Blurred Lines, Shapes, and Polygons, Part 1: An NDSR-NY Project Update

The following is a guest post by Genevieve Havemeyer-King, National Digital Stewardship Resident at the Wildlife Conservation Society Library & Archives. She participates in the NDSR-NY cohort. This post is Part 1 of 2 posts on Genevieve’s exploration of stewardship issues for preserving geospatial data.

NDSR at the Wildlife Conservation Society Library & Archives, (Left to right): Kim Fisher, Spatial Analyst and Developer;  Leilani Dawson, Processing Archivist;  Genevieve Havemeyer-King, NDSR Resident

NDSR at the Wildlife Conservation Society Library & Archives,
(Left to right): Kim Fisher, Spatial Analyst and Developer;
Leilani Dawson, Processing Archivist;
Genevieve Havemeyer-King, NDSR Resident

A few weeks ago, I wrote an article for the NDSR-NY Blog about my project developing an OAIS-based pilot digital archive for the Wildlife Conservation Society Library and Archives. My post explored the importance of the Producer-Archive Interface and the challenges of developing electronic records submission policies that can accommodate the limitations of busy staff while still meeting basic standards for long-term preservation.

This week I’d like to continue that conversation in the context of the selection and appraisal of geospatial data sets, which have continued to be a major focal point of my project as a National Digital Stewardship Resident. I’ve had immense support jumping into a realm of preservation I had little experience with. This post includes some takeaways from my conversation with NYU’s Data Services and will be followed by my interview with GIS Librarian at Baruch College, Frank Donnelly, in a future post.

My project began with a series of interviews with key staff in three WCS departments: Education; Exhibits and Graphic Arts; and conservation ecologist, Eric Sanderson’s Welikia / Visionmaker (W/V) group in the GIS Lab. These interviews informed detailed profile reports that provided partial inventories of the anticipated collections, a sample cross section of the data lifecycle at WCS, and helped determine the needs and requirements of the Library and Archives. Since then, I’ve worked with my mentors, Processing Archivist, Leilani Dawson, and Spatial Analyst and Developer, Kim Fisher, to decide on a system architecture and begin identifying and transferring sample collections to test our ingest process.

Prior to transferring materials from the GIS Lab, we met as a group to discuss format sustainability, contextual information, the pros and cons of various approaches to preservation, and how to go about selecting, arranging, and processing data. Generally speaking, this collection poses several challenges common to the preservation of geospatial vector and raster data, many of which are outlined in reports like those published by the GeoMAPP project (2007-2011) and the Digital Preservation Coalition (2009). These issues pertain mostly to digital objects such as Shapefiles, GeoTIFFs, GeoPDFs, and similar output data.
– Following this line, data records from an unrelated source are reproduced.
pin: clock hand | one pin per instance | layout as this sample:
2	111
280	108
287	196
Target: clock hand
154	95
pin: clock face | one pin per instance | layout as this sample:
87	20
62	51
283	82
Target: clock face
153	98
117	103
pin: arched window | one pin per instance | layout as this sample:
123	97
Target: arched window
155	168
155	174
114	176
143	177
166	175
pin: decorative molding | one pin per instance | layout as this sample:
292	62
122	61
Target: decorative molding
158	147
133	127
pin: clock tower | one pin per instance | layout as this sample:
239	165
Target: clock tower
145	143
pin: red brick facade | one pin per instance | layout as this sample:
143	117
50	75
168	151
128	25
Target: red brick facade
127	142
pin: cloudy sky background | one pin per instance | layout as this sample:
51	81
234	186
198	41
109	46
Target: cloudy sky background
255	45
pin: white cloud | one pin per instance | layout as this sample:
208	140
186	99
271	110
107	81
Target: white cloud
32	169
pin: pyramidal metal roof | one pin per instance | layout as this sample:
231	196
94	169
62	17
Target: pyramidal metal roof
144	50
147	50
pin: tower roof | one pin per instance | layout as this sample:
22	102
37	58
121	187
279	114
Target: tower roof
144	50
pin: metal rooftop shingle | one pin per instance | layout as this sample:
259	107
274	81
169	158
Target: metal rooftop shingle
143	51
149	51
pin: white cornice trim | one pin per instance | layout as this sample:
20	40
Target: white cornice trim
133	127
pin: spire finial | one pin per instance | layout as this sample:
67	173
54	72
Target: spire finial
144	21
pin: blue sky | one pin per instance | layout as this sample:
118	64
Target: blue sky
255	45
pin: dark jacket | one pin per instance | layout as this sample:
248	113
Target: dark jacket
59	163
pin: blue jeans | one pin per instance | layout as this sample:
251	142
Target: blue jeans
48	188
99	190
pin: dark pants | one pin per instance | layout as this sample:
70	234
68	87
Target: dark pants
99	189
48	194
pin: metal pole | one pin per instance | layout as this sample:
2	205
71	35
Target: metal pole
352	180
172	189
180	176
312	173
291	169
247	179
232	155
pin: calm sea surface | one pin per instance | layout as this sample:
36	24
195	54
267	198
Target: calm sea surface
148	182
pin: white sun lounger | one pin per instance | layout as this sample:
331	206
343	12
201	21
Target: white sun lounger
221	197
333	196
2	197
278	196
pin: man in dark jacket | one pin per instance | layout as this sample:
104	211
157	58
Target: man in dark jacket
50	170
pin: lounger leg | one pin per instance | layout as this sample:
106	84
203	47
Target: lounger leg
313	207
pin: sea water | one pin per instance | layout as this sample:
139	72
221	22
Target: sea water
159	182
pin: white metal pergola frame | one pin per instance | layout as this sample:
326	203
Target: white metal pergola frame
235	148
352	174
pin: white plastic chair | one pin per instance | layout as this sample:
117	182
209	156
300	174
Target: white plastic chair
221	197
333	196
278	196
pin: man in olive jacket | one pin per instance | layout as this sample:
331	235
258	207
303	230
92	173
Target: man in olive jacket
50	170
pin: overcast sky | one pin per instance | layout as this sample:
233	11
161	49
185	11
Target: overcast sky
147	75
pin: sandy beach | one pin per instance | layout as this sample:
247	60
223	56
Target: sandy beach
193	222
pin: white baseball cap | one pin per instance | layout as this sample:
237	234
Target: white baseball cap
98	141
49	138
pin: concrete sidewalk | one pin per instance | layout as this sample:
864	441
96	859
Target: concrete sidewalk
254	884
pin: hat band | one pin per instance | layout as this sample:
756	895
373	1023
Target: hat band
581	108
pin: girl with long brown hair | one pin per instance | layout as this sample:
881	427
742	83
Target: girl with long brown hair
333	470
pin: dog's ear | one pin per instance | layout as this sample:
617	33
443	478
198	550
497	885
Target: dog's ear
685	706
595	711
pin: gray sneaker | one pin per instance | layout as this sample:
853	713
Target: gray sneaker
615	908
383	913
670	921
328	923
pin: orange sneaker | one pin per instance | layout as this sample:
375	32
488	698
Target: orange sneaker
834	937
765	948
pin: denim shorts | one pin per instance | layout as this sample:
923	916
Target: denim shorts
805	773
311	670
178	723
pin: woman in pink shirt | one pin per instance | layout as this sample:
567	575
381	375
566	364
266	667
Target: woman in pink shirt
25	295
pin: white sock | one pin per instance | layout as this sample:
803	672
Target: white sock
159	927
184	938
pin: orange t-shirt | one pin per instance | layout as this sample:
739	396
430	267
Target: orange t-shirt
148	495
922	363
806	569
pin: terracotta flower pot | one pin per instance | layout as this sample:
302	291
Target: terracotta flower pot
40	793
GeoMAPP’s Emerging Trends in Content Packaging for Geospatial Data (PDF), report details these issues, which include (but are not limited to):

  • Identification of coordinate reference system information;
  • Distinction between raw data and final cartographic representations (end-product maps, charts, and other publications that are created for presentation to wider audiences);
  • Variation of data packaging formats and the importance of maintaining the relationships between spatial data files therein.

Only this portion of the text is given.